Büyük alim ve velilerden Fahreddin-i Razi hazretleri “rahmetullahi aleyh”, bir gün, birkaç sevdiğiyle bir araya gelmişti. 
 
Onlara bir müddet muhabbetle baktıktan sonra; 
- Şu anda çok sevinçliyim, buyurdu. 
- Neden efendim? dediler. 
 
- Size sevgiyle baktım. Günahlarım affoldu, onun için sevinçliyim. Bir mümin, bir müminin yüzüne “Allah için” sevgiyle bakarsa, cenâb-ı Hak onun bütün günahlarını affediyor, buyurdu. 
 
Bunlar Peygamber midir? 
 
Sonra şunu anlattı: 
 
Mahşerde, güneş bir mızrak boyu alçalacak. 

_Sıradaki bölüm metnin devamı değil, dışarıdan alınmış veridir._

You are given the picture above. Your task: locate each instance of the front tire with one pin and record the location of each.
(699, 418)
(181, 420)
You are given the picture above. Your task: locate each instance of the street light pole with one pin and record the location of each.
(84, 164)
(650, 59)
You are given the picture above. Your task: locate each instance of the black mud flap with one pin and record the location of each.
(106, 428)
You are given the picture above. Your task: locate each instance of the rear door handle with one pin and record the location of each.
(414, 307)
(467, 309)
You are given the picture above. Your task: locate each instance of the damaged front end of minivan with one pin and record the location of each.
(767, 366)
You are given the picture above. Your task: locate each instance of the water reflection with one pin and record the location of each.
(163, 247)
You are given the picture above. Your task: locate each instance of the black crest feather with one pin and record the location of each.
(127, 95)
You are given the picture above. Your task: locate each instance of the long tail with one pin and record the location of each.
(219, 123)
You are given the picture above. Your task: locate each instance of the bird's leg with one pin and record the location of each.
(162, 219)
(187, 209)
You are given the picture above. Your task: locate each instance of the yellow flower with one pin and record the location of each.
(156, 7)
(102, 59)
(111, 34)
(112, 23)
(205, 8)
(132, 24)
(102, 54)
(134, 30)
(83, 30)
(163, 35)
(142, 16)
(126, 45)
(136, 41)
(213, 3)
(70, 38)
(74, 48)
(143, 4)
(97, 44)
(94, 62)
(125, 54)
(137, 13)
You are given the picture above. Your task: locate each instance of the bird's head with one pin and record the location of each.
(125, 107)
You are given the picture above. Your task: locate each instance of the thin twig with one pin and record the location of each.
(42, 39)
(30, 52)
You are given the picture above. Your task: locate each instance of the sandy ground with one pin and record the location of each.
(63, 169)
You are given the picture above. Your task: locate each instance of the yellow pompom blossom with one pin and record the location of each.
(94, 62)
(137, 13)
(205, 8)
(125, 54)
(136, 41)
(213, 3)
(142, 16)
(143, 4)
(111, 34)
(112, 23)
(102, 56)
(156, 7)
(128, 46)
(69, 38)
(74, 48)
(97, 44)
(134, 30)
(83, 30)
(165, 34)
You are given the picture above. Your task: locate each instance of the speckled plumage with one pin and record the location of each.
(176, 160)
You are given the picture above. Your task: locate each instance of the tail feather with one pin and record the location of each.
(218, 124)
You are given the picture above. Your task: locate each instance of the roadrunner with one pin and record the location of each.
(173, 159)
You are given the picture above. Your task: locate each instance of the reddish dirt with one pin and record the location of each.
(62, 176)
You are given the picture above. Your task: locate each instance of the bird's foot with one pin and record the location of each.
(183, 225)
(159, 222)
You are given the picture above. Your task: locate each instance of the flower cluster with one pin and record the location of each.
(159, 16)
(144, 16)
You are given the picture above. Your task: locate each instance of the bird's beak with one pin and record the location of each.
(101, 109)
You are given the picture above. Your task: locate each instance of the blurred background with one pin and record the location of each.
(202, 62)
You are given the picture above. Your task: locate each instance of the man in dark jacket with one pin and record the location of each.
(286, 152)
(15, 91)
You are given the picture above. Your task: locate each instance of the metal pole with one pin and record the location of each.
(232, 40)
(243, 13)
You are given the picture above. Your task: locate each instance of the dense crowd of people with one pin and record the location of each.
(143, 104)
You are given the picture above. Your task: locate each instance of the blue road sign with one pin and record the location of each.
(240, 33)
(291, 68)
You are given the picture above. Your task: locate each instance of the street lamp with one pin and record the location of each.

Herkes buram buram ter dökerken, bir grup insanlar, Arş-ı âlâ altında gölgelenecekler. 
 
Mahşer halkı meleklere soracak: 
- Bunlar Peygamber midir? 
- Hayır, diyecekler. 
 
- Evliya mıdır? 
- Hayır. 
 
- Ya kimdir bunlar? 
- Bunlar, ahir zaman ümmetinden olup, birbirlerini Allah için seven Müslümanlardır. 
 
Şöyle bitirdi: 
- Allah için olan sevgide birlik vardır, bereket vardır, kuvvet vardır, başarı vardır, her iyilik vardır. 
 
Altından kıymetli şey 
 
Sohbetin sonunda; 
- Size “Altın”dan daha kıymetli bir şeyi haber vereyim mi? diye sordu. 
 
Cevaben; 
- Merak ettik efendim, o nedir? dediler. 
- Dua almaktır, buyurdu. 
 
Şaşırdılar: 
- Dua almak mı efendim? 
 
- Evet. İnsanlardan altın istemeyin, ama dua isteyin. Çünkü altın biter, ama dua bitmez. Onun için dua almaya bakın. Bu dualar, tonlarca altına bedel olur ilerde. 
 
- Peki efendim, kimden dua isteyelim? dediler. 
- Önce anne babanızdan, sonra herkesten.